Da die Unsicherheiten für Investoren insbesondere erneuerbarer Energien in den vergangenen Jahren deutlich zugenommen haben, sind die Investitionen ohnehin rückgängig. Nun soll auch der Anteil der Direktvermarktung der erneuerbaren Energien weiter zunehmen, was prinzipiell nützlich erscheinen mag, jedoch in erster Linie die großen Strombetreiber begünstigt und kleinere erneuerbare Energien-Anbieter, wie auch Bürger-Energien eher ausbremst. So werden sicherlich nicht die erforderlichen Investoren in erneuerbare Energien ermutigt.

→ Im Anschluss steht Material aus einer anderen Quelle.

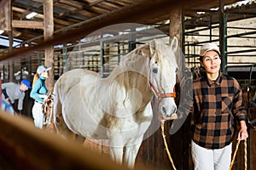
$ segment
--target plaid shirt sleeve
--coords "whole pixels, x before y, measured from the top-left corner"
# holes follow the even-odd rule
[[[242,101],[242,91],[236,79],[234,79],[234,94],[232,112],[238,121],[246,121],[246,110]]]
[[[239,83],[220,74],[216,82],[210,82],[201,77],[193,84],[193,141],[208,149],[220,149],[230,144],[235,135],[234,120],[246,119]]]

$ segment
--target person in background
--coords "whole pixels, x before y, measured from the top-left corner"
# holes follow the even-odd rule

Um die EEG-Umlage wirklich dauerhaft senken zu lassen, wären ohnehin zwei wichtige Maßnahmen erforderlich, an welche sich die Regierung gar nicht oder nur zögerlich herantraut:

1. Ein großer Teil der EEG-Umlagesteigerung resultiert aus den immer weiter ausufernden Ausnahmen für angebliche energieintensive Industrien. Würde man diese Ausnahmen auf ein vernünftiges Maß vermindern für diejenigen Unternehmen, die wirklich im internationalen Wettbewerb stehen und hohe Energiekosten haben, könnte die Umlage um voraussichtlich 1 Cent/kwh sinken.

2. Ein weiterer wesentlicher Grund für die Steigerung der EEG-Umlage liegt darin begründet, da sie sich errechnet aus der Differenz zum Börsenpreis und dieser immer weiter absinkt. Je niedriger der Börsenpreis, desto höher die Umlage. Würde der gesunkene Börsenpreis an die Verbraucher weiter gegeben werden, könnte der Strompreis übrigens schon heute stabil bleiben wenn nicht sogar sinken.

Der Börsenpreis sinkt, da es einen massiven Stromangebotsüberschuss gibt: neben einem hohen Anteil von Kohlekraftwerken, die dauerhaft im Jahr durchlaufen, sind noch immer zahlreiche Atomkraftwerke am Netz, der Anteil erneuerbarer Energien steigt. Wenn nicht der Kohleanteil gesenkt wird, steigt der Überschuss weiter an, der Börsenpreis sinkt weiter. Aufgrund des nicht funktionierenden EU-Emissionsrechtehandels sind die CO2-Preise derart niedrig, dass immer mehr Kohle- statt Gas oder Pumpspeicherkraftwerke im Einsatz sind. Ein höherer CO2-Preis könnte zudem den Börsenpreis stabilisieren und somit die richtigen Marktanreize für die Energiewende geben.

Anstelle also einseitig die Öko-Energien als Sündenbock für unverhältnismäßige Strompreissteigerungen zu stigmatisieren und Vergütungssätze für Öko-Energien zu vermindern und den Ausbau zu drosseln, wäre ein Gesamtpaket notwendig, welches wirklich geeignet wäre, den Strompreis zu senken: die Industrieausnahmen müssen vermindert werden, der Strompreis an der Börse stabilisiert werden - alte, überflüssige Kohlekraftwerke können in den Regionen, wo der Überschuss besonders hoch ist, dauerhaft abgeschaltet werden - und die richtigen Investitionsanreize müssen für Gas- und Speichertechnologien geschaffen werden.

Die „EEG Reform" droht zu einer einseitigen Erneuerbare-Energien-Ausbaubremse zu werden, um in erster Linie den Kritikern der Energiewende entgegenzukommen. Die wahren Gründe für Strompreissteigerungen, Kostenentlastungen und vor allem Kostenbelastungen durch alle Formen der Energieversorgung bleiben so unberücksichtigt. Schade.